Peng Zhao, Bin Yu; 8(89):2701−2726, 2007.

Abstract

Many statistical machine learning algorithms minimize either an empirical loss function as in AdaBoost, or a penalized empirical loss as in Lasso or SVM. A single regularization tuning parameter controls the trade-off between fidelity to the data and generalizability, or equivalently between bias and variance. When this tuning parameter changes, a regularization "path" of solutions to the minimization problem is generated, and the whole path is needed to select a tuning parameter to optimize the prediction or interpretation performance. Algorithms such as homotopy-Lasso or LARS-Lasso and Forward Stagewise Fitting (FSF) (aka e-Boosting) are of great interest because of their resulted sparse models for interpretation in addition to prediction.

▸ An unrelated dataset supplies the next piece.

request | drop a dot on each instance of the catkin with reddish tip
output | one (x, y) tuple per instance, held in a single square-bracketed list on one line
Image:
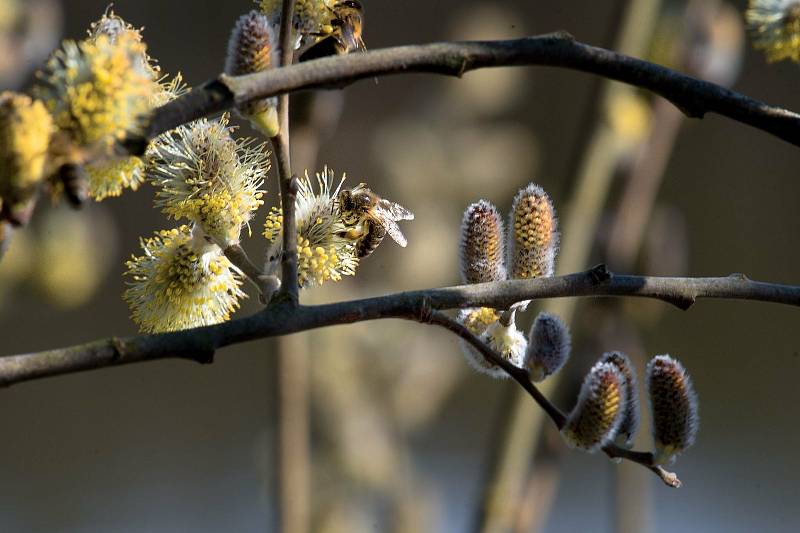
[(630, 417), (533, 234), (594, 421), (673, 405), (252, 48), (482, 252), (549, 345)]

In this paper, we propose the BLasso algorithm that ties the FSF (e-Boosting) algorithm with the Lasso method that minimizes the L1 penalized L2 loss. BLasso is derived as a coordinate descent method with a fixed stepsize applied to the general Lasso loss function (L1 penalized convex loss). It consists of both a forward step and a backward step. The forward step is similar to e-Boosting or FSF, but the backward step is new and revises the FSF (or e-Boosting) path to approximate the Lasso path. In the cases of a finite number of base learners and a bounded Hessian of the loss function, the BLasso path is shown to converge to the Lasso path when the stepsize goes to zero. For cases with a larger number of base learners than the sample size and when the true model is sparse, our simulations indicate that the BLasso model estimates are sparser than those from FSF with comparable or slightly better prediction performance, and that the the discrete stepsize of BLasso and FSF has an additional regularization effect in terms of prediction and sparsity. Moreover, we introduce the Generalized BLasso algorithm to minimize a general convex loss penalized by a general convex function. Since the (Generalized) BLasso relies only on differences not derivatives, we conclude that it provides a class of simple and easy-to-implement algorithms for tracing the regularization or solution paths of penalized minimization problems.